Why do doctors continue to believe studies funded by the very companies that produce the drugs?

And the article also has some interesting things to be said about examining the science and reproduciblity of results in general.

Paxil Isn’t Safe for Teens, According to Reanalysis of Old Study
he commonly prescribed antidepressant Paxil (paroxetine) is unsafe for teens, according to a new paper that reanalyzed data from a study published 14 years ago. The new paper, published Thursday in The BMJ (formerly British Medical Journal), contradicts the study’s original findings that the drug is “generally well tolerated and effective” for treating severe clinical depression in adolescents.

GlaxoSmithKline (GSK), the maker of the drug, funded the original trial, Study 329, which compared the efficacy of paroxetine and imipramine, an antidepressant know to consumers as Tofranil, to a placebo. The study involved 275 adolescents, aged 12 to 18, with major depression. Each took one of the two drugs or a placebo for at least eight weeks.

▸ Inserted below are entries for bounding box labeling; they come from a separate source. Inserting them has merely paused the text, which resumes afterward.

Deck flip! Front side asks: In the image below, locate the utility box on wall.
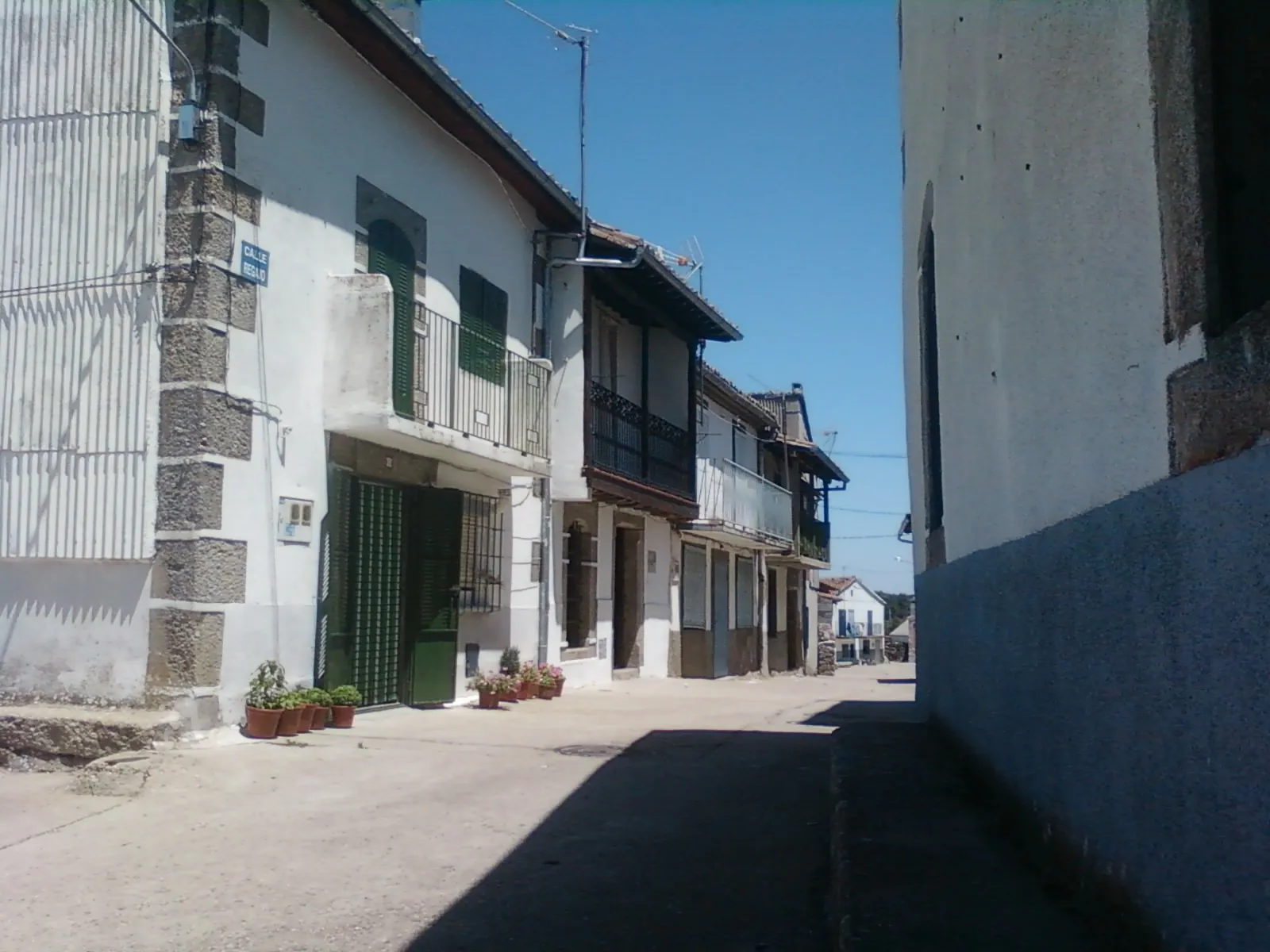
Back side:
[278,497,314,544]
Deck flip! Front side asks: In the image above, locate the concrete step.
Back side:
[0,704,180,766]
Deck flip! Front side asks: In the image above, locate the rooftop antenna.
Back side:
[503,0,599,259]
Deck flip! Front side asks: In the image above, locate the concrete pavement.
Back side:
[0,665,912,952]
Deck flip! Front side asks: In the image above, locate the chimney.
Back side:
[375,0,423,42]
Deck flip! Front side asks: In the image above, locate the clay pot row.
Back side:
[243,704,357,740]
[476,678,564,711]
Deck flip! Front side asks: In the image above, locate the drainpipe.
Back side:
[129,0,198,142]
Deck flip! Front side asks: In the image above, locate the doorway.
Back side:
[710,548,732,678]
[785,569,804,671]
[614,525,644,669]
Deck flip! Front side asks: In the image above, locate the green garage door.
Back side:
[352,480,402,704]
[402,489,464,704]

The Journal of the American Academy of Child and Adolescent Psychiatry published the original study in 2001.
I've taken Paxil, but only as an adult. If I were a parent with a child who had a mood disorder, I'd be very careful about putting him or her on any of the drugs with black box warnings. But GSK's practices really bother me. When news first broke that another GSK drug, Avandia (for diabetes), had an increased risk of heart-related problems, which has led to it be withdrawn from the market in several countries, I was on the drug and asked my doctor to take me off of it and prescribe something else. He handed me an information sheet from the manufacturer, touting its benefits. I love my doctor, but that was just wrong. I insisted, and was taken off it. I mean really, I know they schmooze and fund research and sponsor meetings, but when did Big Pharma really get to the point where it controls the decisions of the people who care for us?